Update it throughout the day
You carry your phone almost everywhere at work. Your work journal should come along too! Use it to record meetings you attended or important hallway conversations. Did you stop to water the plants? Did you notice a teammate who looked stressed and check in with them? Write those things down too!
If you take a few seconds to jot something down now, you won’t need to spend a few minutes remembering it at the end of the work day.
The other day, I sat down to eat lunch and I felt terrible, like I hadn’t accomplished a single thing all day. I opened my work journal and realized I’d filled up half a page with training videos and new-hire paperwork already! It really gives you a complete picture of everything you squeeze into a day.

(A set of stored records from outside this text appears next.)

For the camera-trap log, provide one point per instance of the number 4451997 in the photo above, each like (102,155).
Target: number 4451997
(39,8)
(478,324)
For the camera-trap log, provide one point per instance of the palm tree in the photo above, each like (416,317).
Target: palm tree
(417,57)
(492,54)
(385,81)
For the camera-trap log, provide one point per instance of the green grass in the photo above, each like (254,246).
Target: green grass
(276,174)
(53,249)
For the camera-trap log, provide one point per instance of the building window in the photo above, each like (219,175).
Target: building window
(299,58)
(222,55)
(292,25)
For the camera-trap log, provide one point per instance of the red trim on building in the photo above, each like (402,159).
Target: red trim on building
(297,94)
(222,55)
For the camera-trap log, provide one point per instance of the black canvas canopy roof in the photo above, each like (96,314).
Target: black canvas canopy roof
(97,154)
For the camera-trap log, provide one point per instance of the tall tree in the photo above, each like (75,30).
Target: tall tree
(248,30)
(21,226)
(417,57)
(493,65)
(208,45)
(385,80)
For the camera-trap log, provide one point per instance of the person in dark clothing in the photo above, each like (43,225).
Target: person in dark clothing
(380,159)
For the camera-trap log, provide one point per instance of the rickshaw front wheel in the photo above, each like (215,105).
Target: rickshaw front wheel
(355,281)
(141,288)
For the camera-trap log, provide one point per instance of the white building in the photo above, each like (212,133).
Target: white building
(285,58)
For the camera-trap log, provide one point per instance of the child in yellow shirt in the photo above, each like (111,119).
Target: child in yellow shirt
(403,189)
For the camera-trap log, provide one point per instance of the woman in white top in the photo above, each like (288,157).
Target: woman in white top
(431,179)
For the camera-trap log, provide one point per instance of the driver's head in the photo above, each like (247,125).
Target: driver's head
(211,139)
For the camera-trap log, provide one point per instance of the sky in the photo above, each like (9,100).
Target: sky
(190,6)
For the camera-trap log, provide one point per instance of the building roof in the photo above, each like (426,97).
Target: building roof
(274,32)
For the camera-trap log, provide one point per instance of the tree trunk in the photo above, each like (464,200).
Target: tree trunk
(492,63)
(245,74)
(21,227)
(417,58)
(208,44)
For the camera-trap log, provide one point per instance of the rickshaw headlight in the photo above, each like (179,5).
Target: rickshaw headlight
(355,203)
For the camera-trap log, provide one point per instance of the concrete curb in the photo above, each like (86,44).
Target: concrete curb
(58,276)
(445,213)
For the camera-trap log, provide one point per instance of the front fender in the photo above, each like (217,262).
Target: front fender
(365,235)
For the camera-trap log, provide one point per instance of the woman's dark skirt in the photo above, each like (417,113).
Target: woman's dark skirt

You’ll also be able to refer back to it when questions come up. Who had that great idea that saved your bacon today? You chatted about it with Fran while waiting for coffee on the 12th. Was John in the big meeting yesterday? No, John was at his son’s violin recital.
Finish today by planning tomorrow
You should take time to set your future self up for success.
Block off 15-30 minutes at the end of every work day to review your journal and see what warrants a follow-up. I like to write these action items in my work journal so there’s a clear relationship between the to-do and what prompted it. But be sure to put these reminders in your paper planner or to-do app as well!
Action items can include things like:
- following up on something you talked about
- discussing a teammate’s concern with the right stakeholders
- signing up for additional training on something you noticed you need help with
- taking it easy tomorrow because today was so hectic
This is an important moment for reflection and planning. Approach it with the same seriousness as any other part of your work. Look at it as an investment in tomorrow’s success.
Give it a try!
You don’t need an expensive notebook or fancy app to start keeping your own work journal. Start simple with a single sheet of paper until you figure out what helps you stay on-track and inspired. I hope you find a journal that works for you!